Mina singles chronology
| "Und dann..." (1974) | "Non gioco più" (1974) | "Et puis ça sert à quoi" (1974) |

Music video
- "Non gioco più" on YouTube

= Non gioco più =

"Non gioco più" ("I'm not playing anymore") is a song by Italian singer Mina, released as a single in 1974 by PDU. The song reached number two on the Italian Singles chart, staying in the top five for nine consecutive weeks. The song was not included in any studio album, but was included in the compilation Del mio meglio n. 3 (1975).

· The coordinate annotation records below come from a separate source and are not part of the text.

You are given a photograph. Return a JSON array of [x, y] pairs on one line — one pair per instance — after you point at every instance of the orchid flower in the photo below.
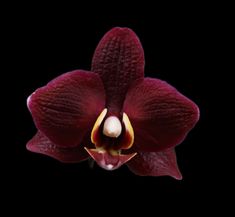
[[112, 113]]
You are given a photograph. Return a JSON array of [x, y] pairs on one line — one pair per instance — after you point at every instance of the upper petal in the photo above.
[[119, 60], [155, 164], [160, 115], [67, 107]]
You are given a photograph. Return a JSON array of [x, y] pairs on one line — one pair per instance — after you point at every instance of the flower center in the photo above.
[[112, 127]]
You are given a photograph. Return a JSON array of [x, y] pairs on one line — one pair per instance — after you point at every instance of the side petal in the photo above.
[[41, 144], [67, 107], [155, 164], [119, 60], [161, 117]]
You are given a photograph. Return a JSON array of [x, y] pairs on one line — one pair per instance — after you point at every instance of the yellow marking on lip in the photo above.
[[97, 124], [129, 129]]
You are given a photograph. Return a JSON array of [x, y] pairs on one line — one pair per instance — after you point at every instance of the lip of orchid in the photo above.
[[112, 127], [112, 113]]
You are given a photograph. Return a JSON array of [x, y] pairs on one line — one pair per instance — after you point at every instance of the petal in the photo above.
[[160, 115], [41, 144], [155, 164], [109, 160], [67, 107], [119, 60]]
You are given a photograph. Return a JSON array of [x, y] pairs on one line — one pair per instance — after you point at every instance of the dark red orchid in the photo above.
[[112, 113]]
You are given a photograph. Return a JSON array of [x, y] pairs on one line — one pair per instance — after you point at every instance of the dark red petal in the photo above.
[[119, 60], [67, 107], [155, 164], [41, 144], [160, 115]]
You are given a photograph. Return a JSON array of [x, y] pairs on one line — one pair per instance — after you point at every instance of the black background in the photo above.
[[43, 43]]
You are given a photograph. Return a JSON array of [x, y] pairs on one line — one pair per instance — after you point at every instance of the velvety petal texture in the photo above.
[[155, 164], [112, 113], [41, 144], [67, 107], [160, 115], [119, 60]]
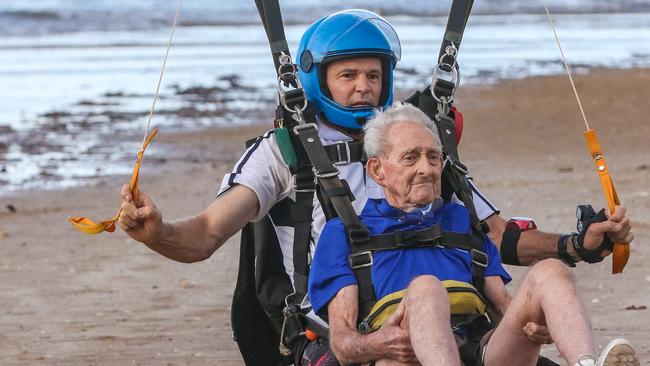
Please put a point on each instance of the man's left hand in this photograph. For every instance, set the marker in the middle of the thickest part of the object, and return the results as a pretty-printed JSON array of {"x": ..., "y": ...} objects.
[{"x": 617, "y": 227}]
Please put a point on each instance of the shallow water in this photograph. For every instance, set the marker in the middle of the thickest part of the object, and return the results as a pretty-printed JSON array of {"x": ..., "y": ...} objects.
[{"x": 65, "y": 96}]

The song was written as a television theme song for the show Milleluci, which aired in prime time on Saturdays and was hosted by Raffaella Carrà and Mina herself. Music, arrangement and conducting by Gianni Ferrio, and lyrics by Roberto Lerici. In fact, Mina started saying goodbye to the scene with this song. She no longer participated in major music programs on TV, and Milleluci became the last show where she appeared as a presenter.

The harmonica is played by the Belgian musician Toots Thielemans.

Mina also recorded a Spanish version of the song called "No juego más" (adapted lyrics by Jaime Israel). This version was first released on the album Mina canta en español in 1975 in Spain. For the first time in Italy, it was published on the compilation Collection latina (2001) and later on Yo soy Mina (2011).

The song "La scala buia", written by Riccardo Pazzaglia, Gianni Boncompagni and Franco Bracardi, was used as a b-side. The song was also included in the compilation Del mio meglio n. 3, and its Spanish version called "Me siento libre" included in Mina canta en español.

==Track listing==
- 7" single
A. "Non gioco più" – 2:53
B. "La scala buia" (Riccardo Pazzaglia, Gianni Boncompagni, Franco Bracardi) – 3:50

==Charts==

Chart performance for "Non gioco più"
| Chart (1974) | Peak position |
|---|---|
| Italy (Billboard) | 2 |
| Italy (Musica e dischi) | 2 |

==Cover versions==
- In 1976, singer Nilüfer recorded a Turkish version of the song "La scala buia" called "Baştan Anlat" (translated by Ülkü Aker) for Selam Söyle.
- In 2004, the band Marlene Kuntz recorded a cover version of the song "Non gioco più" for the EP Fingendo la poesia.